AI and architectural education
Architecture graduates do not have degrees in Machine Learning, Software Engineering, or Mathematics and therefore probably don’t have the skills and training required to independently implement AI. But because the added value of
AI has already begun to influence the industry, designers are beginning to expand their skill set sufficiently to at least Learn to Learn AI. This may be as simple as learning a new software, or else applying new (more effective) process, but the
technological evolution will undoubtedly arrive and whether you embrace it or reject it will definitely not change the inevitable.

Building life cycle analysis is becoming more and more valuable where buildings are able to self-diagnose themselves and report their live performance. This is actual live data being reported on the building’s performance. Using this feedback loop to inform new design will generate better and more efficient design.
Software companies & architecture
In fairness, I cannot speak on behalf of the big software companies out there in terms of their business aspirations, but to date, their business model is very strong, so I don’t see the need to change it. They sell a package with annual renewal fees, they take no responsibilities for the output of what their software can develop and have nearly no material or hardware costs as most of the software’s are deployed digitally nowadays. The major companies that could disrupt the system are probably the same ones that could disrupt any industry: Apple, Google, Amazon… And if they had an interest in expanding their product breadth to our industry I would be excited. But for the time being, they seem pretty focused on phones and watches, so maybe buildings are not on their immediate horizon.

AI in architecture in the future
I don’t see it as completely disrupting our industry, but rather how architects stand to benefit from learning about data, its applications, and how taking small steps now to incorporate artificial intelligence into practice could ensure a better business and a stronger profession. Rather than relying on a finite amount of experience, having access to historical as well as live data will allow the performance of an architectural design to be tested against actual data rather than simulated data.
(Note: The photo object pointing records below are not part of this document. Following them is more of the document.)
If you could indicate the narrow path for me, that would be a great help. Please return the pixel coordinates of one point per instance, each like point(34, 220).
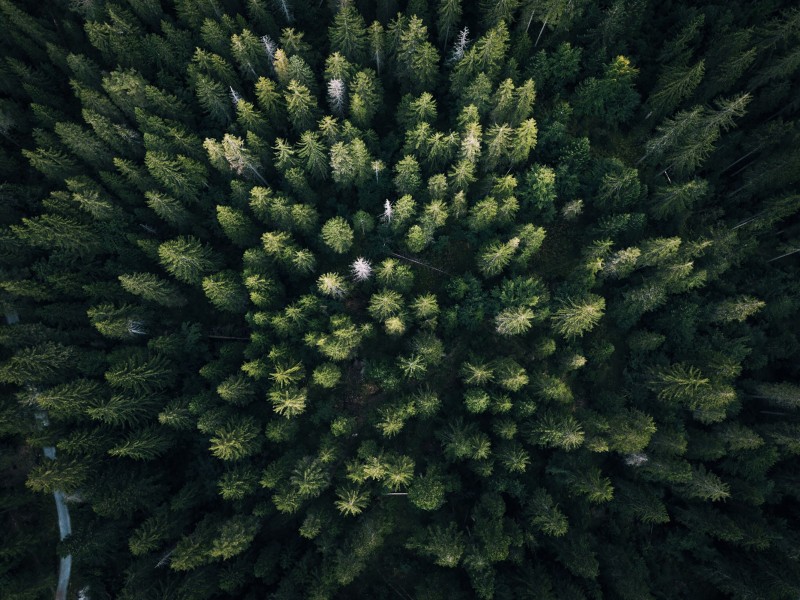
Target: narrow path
point(64, 524)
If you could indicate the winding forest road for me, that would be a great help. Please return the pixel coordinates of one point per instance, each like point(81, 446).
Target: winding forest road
point(64, 524)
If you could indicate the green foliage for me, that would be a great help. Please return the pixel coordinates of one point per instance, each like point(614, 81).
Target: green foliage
point(291, 325)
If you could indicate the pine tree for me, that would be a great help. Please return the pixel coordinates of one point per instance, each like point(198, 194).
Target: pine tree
point(573, 319)
point(152, 288)
point(186, 259)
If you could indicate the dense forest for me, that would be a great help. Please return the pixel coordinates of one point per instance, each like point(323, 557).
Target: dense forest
point(435, 299)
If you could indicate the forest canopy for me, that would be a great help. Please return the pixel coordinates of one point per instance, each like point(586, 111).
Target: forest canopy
point(429, 299)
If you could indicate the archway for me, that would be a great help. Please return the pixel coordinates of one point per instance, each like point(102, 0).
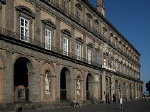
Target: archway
point(89, 87)
point(21, 70)
point(65, 84)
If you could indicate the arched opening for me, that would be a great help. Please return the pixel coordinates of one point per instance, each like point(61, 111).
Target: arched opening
point(64, 84)
point(89, 87)
point(21, 91)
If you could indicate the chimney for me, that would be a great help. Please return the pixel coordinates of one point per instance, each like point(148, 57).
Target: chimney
point(100, 7)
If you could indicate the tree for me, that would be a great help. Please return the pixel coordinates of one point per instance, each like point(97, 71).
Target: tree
point(148, 86)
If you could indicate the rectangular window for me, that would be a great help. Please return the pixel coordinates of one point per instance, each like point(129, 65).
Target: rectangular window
point(65, 46)
point(24, 29)
point(89, 56)
point(88, 21)
point(65, 5)
point(96, 26)
point(97, 57)
point(78, 51)
point(78, 13)
point(48, 39)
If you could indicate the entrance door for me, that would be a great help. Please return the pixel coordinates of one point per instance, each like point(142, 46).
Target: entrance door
point(64, 84)
point(89, 87)
point(21, 91)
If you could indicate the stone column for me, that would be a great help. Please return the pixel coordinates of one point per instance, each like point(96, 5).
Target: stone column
point(104, 85)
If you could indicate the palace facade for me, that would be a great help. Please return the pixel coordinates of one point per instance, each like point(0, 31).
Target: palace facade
point(55, 51)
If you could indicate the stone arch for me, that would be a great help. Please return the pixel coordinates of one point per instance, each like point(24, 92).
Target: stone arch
point(23, 69)
point(66, 32)
point(49, 23)
point(25, 10)
point(47, 74)
point(78, 85)
point(65, 84)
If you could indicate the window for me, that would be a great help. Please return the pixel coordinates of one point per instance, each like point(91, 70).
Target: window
point(65, 46)
point(96, 23)
point(97, 57)
point(78, 51)
point(96, 27)
point(78, 10)
point(65, 5)
point(89, 17)
point(88, 21)
point(48, 39)
point(78, 13)
point(24, 29)
point(104, 31)
point(89, 56)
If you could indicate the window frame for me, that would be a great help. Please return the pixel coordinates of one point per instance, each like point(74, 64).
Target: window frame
point(24, 37)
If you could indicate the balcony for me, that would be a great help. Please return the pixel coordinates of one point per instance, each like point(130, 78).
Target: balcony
point(37, 45)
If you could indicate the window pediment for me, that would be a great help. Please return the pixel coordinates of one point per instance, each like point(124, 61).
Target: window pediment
point(90, 45)
point(96, 21)
point(25, 10)
point(78, 5)
point(49, 23)
point(79, 39)
point(66, 31)
point(89, 15)
point(3, 1)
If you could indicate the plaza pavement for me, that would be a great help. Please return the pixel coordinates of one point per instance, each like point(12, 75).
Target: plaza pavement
point(129, 106)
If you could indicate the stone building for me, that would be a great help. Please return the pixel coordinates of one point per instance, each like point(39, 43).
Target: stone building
point(54, 51)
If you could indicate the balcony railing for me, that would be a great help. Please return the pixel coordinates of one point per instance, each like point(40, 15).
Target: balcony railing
point(11, 35)
point(70, 14)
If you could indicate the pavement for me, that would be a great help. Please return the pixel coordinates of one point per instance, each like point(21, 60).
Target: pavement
point(128, 106)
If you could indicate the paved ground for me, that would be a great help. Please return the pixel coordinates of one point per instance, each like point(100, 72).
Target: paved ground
point(129, 106)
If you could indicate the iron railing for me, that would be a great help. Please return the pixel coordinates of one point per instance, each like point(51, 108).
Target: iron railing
point(53, 49)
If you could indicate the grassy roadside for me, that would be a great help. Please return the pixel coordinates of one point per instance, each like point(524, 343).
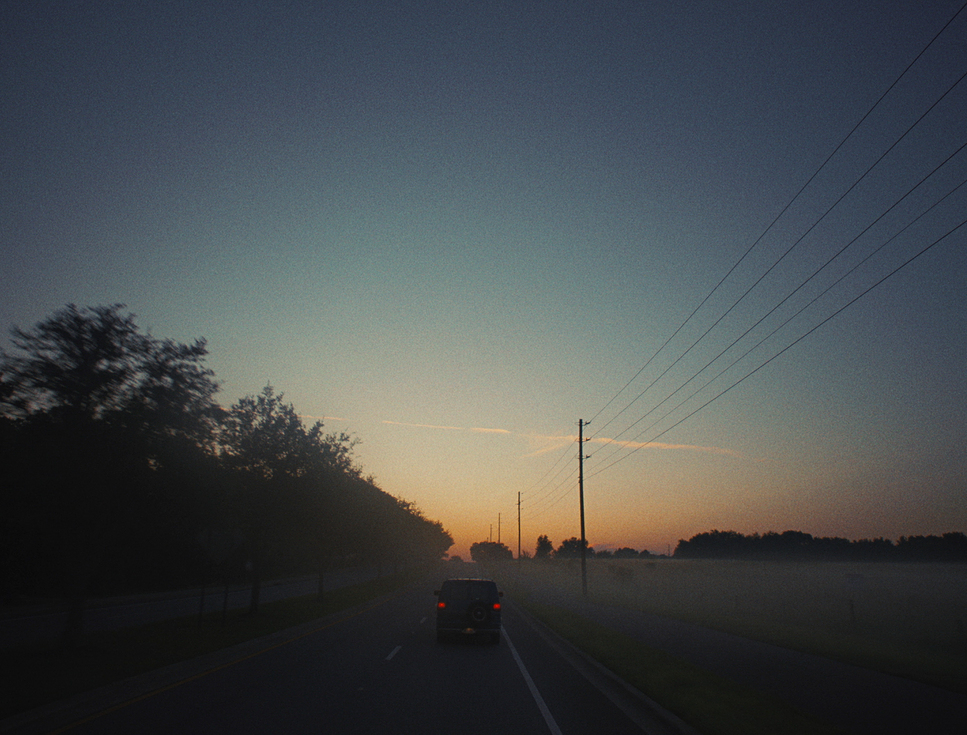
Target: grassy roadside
point(709, 703)
point(37, 676)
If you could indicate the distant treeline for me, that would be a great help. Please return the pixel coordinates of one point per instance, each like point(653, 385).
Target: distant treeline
point(950, 547)
point(120, 472)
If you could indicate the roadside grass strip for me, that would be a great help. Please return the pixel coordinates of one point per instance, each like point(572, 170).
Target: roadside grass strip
point(711, 704)
point(37, 676)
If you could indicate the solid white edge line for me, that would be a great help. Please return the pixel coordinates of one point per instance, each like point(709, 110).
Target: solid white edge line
point(548, 717)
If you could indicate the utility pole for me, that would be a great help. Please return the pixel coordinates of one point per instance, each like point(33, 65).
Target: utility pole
point(584, 543)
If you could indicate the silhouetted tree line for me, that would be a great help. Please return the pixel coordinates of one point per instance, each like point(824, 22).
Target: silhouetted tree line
point(571, 549)
point(119, 471)
point(490, 551)
point(796, 545)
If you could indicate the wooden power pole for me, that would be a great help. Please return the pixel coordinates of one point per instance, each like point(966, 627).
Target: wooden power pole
point(584, 543)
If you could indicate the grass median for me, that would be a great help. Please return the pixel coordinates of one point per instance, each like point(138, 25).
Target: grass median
point(39, 675)
point(709, 703)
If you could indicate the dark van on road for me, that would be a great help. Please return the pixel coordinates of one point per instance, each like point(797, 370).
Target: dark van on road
point(468, 607)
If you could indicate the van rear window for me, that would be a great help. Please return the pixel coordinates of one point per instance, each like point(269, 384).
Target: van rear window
point(468, 590)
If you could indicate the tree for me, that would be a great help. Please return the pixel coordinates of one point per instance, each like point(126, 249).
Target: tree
point(625, 552)
point(270, 454)
point(571, 549)
point(98, 409)
point(484, 551)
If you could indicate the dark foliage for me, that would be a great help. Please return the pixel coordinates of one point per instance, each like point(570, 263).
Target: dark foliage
point(571, 549)
point(490, 551)
point(544, 548)
point(796, 545)
point(120, 472)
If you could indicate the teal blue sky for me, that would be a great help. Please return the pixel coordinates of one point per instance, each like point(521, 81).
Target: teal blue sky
point(455, 228)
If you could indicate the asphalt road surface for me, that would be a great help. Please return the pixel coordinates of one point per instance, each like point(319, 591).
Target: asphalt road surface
point(379, 670)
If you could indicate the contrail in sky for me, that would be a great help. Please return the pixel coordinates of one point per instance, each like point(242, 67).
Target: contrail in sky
point(551, 443)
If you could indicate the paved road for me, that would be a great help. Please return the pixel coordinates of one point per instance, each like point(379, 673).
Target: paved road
point(376, 670)
point(44, 626)
point(858, 700)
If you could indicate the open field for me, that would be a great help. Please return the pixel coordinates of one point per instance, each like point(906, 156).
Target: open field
point(904, 619)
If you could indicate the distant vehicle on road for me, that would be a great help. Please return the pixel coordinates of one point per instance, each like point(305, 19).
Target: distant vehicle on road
point(468, 607)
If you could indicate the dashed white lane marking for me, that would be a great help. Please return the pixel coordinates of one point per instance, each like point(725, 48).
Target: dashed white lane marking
point(548, 717)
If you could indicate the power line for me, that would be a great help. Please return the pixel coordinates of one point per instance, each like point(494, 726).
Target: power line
point(785, 349)
point(811, 277)
point(770, 226)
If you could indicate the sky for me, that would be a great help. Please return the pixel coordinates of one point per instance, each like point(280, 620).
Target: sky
point(455, 229)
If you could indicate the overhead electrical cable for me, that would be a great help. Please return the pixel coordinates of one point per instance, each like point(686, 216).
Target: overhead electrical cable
point(810, 278)
point(769, 227)
point(793, 246)
point(782, 351)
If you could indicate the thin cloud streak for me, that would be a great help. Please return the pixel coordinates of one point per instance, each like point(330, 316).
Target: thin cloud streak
point(546, 443)
point(474, 429)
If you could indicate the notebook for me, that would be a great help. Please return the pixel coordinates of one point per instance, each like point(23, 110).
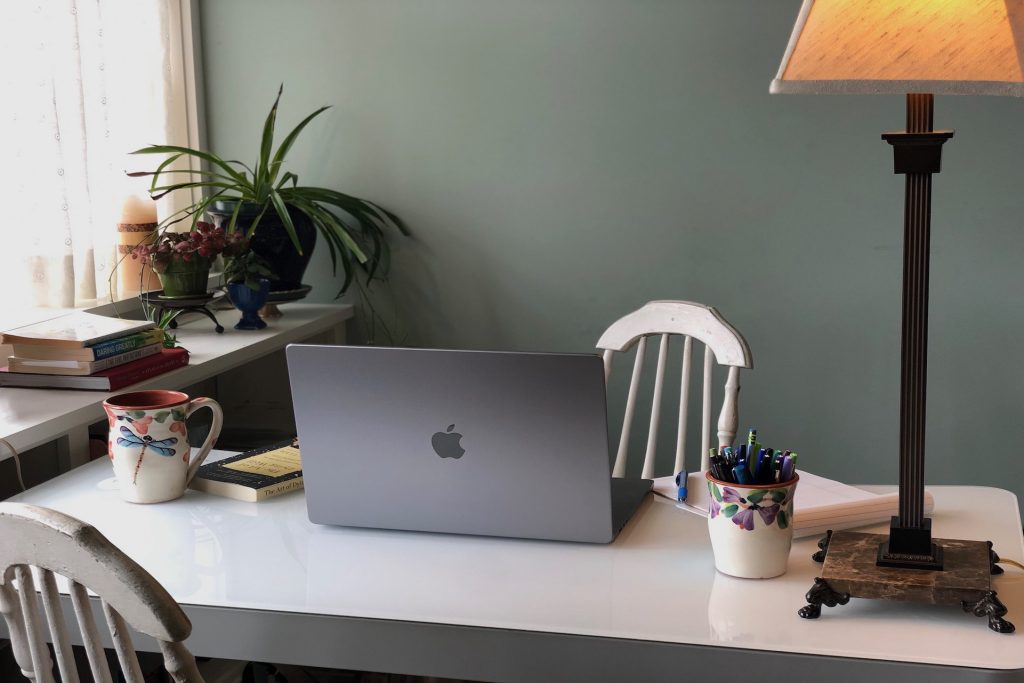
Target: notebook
point(478, 442)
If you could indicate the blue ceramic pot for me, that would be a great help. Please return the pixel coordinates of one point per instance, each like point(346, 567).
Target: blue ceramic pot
point(249, 302)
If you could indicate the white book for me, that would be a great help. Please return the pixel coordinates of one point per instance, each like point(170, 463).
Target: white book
point(820, 505)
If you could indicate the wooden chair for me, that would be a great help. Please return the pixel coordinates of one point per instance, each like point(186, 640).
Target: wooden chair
point(36, 545)
point(722, 343)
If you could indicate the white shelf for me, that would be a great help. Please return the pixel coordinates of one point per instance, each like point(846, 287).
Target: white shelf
point(33, 417)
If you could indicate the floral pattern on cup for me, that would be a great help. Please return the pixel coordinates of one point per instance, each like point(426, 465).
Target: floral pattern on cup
point(772, 505)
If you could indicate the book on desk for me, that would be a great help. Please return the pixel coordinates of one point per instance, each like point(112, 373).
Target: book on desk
point(105, 380)
point(254, 475)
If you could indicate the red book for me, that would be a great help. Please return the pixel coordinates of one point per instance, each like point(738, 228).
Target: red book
point(107, 380)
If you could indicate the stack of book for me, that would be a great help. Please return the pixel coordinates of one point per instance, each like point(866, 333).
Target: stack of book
point(83, 350)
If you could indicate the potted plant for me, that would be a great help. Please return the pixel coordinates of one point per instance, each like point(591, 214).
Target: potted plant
point(280, 216)
point(182, 260)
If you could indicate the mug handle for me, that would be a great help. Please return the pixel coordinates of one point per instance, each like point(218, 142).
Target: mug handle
point(211, 438)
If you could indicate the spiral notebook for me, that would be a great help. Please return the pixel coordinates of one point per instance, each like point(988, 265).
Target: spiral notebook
point(821, 504)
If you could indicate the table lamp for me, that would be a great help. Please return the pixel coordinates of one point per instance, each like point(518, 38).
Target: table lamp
point(919, 48)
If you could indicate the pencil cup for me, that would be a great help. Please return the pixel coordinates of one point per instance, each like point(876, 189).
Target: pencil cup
point(751, 527)
point(148, 443)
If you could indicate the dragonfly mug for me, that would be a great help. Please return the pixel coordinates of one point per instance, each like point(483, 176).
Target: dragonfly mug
point(148, 443)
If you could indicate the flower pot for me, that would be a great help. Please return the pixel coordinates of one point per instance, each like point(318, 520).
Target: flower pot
point(249, 301)
point(271, 241)
point(185, 279)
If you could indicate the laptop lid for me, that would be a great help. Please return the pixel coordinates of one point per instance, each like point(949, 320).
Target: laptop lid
point(481, 442)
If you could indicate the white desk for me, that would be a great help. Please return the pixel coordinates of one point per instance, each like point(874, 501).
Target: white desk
point(261, 583)
point(33, 417)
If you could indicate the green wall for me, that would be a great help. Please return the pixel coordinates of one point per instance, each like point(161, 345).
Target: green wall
point(561, 162)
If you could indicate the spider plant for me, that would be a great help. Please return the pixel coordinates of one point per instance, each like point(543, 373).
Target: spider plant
point(352, 227)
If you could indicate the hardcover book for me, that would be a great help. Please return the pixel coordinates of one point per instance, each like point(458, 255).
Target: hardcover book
point(98, 351)
point(253, 475)
point(74, 330)
point(39, 367)
point(107, 380)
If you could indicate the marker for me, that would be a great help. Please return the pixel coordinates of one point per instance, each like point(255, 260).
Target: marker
point(681, 483)
point(787, 467)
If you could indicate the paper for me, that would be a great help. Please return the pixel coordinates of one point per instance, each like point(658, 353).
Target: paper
point(272, 464)
point(821, 504)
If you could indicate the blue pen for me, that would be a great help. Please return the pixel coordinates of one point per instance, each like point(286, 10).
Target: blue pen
point(787, 467)
point(681, 483)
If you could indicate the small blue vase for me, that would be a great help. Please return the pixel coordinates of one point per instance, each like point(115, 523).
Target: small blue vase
point(249, 302)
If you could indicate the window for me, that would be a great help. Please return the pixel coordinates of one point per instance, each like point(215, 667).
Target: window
point(84, 82)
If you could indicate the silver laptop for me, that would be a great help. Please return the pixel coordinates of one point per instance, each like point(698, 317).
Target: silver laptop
point(482, 442)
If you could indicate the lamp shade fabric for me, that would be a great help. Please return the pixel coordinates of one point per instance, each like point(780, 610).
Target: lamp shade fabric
point(901, 46)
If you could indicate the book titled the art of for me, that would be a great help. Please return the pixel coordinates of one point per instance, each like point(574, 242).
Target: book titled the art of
point(253, 475)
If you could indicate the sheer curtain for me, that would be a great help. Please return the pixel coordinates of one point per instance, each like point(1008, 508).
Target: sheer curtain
point(84, 83)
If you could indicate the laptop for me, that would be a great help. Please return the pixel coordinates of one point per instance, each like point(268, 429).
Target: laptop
point(479, 442)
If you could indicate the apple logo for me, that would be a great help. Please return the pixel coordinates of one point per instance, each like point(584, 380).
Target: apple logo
point(446, 443)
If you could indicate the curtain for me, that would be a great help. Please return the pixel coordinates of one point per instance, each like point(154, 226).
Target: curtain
point(84, 82)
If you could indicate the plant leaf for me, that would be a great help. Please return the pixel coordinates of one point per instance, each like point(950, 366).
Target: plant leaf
point(282, 209)
point(286, 145)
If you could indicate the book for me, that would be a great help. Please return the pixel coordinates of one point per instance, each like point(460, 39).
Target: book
point(821, 504)
point(105, 380)
point(74, 330)
point(16, 365)
point(253, 475)
point(98, 351)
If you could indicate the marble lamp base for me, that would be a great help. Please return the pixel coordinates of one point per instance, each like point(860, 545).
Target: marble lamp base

AI is already being to help solve the more complex design issues. The starting point of AI could figuratively be at the limits of where natural intelligence ends. These could be very abstract designs that are perhaps too difficult to describe and resolve using conventional theories and strategies.
One of the more interesting areas of development relates to legislation; approving authorities are becoming more open-minded to demonstrating actual performance-based design rather than simulated performance-based design. Relying on actual data will not only evaluate the design, but obviously inform future design solutions, even to a regulatory level.